Step 1: Buy Appreciating Assets
The foundation begins with acquiring assets that tend to increase in value over time. These typically include:
- Stocks and equity portfolios (especially in high-growth companies)
- Real estate (commercial properties, luxury homes, or rental investments)
- Art, collectibles, or other high-value items
- Business interests or private equity
These assets are chosen because their long-term returns often exceed inflation and borrowing costs. By holding them long-term (“buy and hold”), the wealthy avoid frequent taxable sales and allow compounding growth to build enormous paper wealth.
Step 2: Borrow Against Those Assets
Instead of selling assets—which would realize capital gains and incur taxes (often 15–23.8% or higher in places like the US)—the wealthy pledge them as collateral for loans. This provides liquidity for living expenses, new investments, philanthropy, or luxury purchases without creating taxable income.
Loan proceeds are not considered income; they’re debt that must eventually be repaid. Common borrowing vehicles include:
- Securities-backed lines of credit (SBLOCs): Banks lend against stock portfolios, often at 50–90% of value with low interest rates.
- Mortgages or home equity lines on real estate.
- Margin loans or private banking arrangements tailored for the ultra-rich.
Interest rates are typically favorable (historically low in many periods, though variable), and if asset appreciation outpaces the interest cost, the net effect is positive wealth growth. For example, borrowing at 4–6% against assets returning 8–12% annually creates leverage that amplifies returns while deferring taxes indefinitely.
This step is where the “living on loans” aspect shines: cash flows from borrowing fund yachts, private jets, multiple homes, or further acquisitions—all while the original assets continue appreciating untaxed.
Step 3: Die (and Reset the Tax Basis)
The final piece completes the cycle. Upon death, outstanding loans can be repaid (often by heirs selling a portion of the inherited assets). Crucially, in systems like the US, heirs receive a stepped-up basis—the asset’s cost basis resets to its fair market value at the time of death. This erases unrealized capital gains for tax purposes, meaning heirs can sell assets with minimal or no capital gains tax on the original appreciation.
The strategy effectively allows wealth to transfer across generations with much of the growth escaping income or capital gains taxation during the original owner’s lifetime.
Why This Works for the Wealthy (and Not Everyone Else)
Several factors make this viable at scale for the rich:
- Preferential access to credit: Banks offer low-risk, low-interest loans secured by liquid, high-value collateral.
- Tax code advantages: Borrowing isn’t taxed, and stepped-up basis at death provides a clean slate.
- Scale and compounding: Large asset bases generate returns that dwarf borrowing costs, turning debt into a net positive.
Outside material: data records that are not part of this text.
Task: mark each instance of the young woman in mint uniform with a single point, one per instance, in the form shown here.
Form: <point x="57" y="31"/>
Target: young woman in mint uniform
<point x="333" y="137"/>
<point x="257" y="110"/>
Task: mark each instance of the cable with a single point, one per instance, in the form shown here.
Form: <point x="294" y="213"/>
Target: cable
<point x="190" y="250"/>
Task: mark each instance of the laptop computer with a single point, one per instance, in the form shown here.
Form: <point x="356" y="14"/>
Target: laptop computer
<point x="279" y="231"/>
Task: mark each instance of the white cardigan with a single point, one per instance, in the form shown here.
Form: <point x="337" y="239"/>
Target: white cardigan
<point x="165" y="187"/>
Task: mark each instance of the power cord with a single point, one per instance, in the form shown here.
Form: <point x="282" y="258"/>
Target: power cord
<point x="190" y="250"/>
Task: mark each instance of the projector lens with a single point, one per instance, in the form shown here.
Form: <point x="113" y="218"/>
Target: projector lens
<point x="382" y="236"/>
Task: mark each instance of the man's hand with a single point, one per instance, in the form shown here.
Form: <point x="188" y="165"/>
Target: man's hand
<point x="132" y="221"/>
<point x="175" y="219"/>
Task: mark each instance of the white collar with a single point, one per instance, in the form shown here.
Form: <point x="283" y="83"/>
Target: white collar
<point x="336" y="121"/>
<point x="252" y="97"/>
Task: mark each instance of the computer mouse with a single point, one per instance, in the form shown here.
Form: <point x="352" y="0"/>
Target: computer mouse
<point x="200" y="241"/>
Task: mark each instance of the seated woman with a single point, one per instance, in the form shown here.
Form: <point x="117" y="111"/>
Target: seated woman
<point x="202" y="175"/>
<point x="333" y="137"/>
For average individuals, borrowing often involves high-interest debt on depreciating assets (like cars or credit cards), which erodes wealth. The wealthy flip this dynamic by borrowing cheaply against appreciating assets.
Criticisms and Context
While entirely legal, the strategy has fueled debates on tax fairness. Critics argue it contributes to wealth inequality by allowing extreme fortunes to grow with little tax contribution. Proposals to tax unrealized gains, limit stepped-up basis, or treat large borrowings as taxable events have surfaced in policy discussions, though major changes remain limited as of 2026.
In essence, the rich don’t dread debt—they strategically use it to preserve and multiply wealth. By buying assets that grow, borrowing against them for cash needs, and passing them on with a tax reset at death, they turn loans into a cornerstone of generational prosperity rather than a liability. This mindset shift—from fearing debt to leveraging it wisely—helps explain how fortunes endure and expand across lifetimes.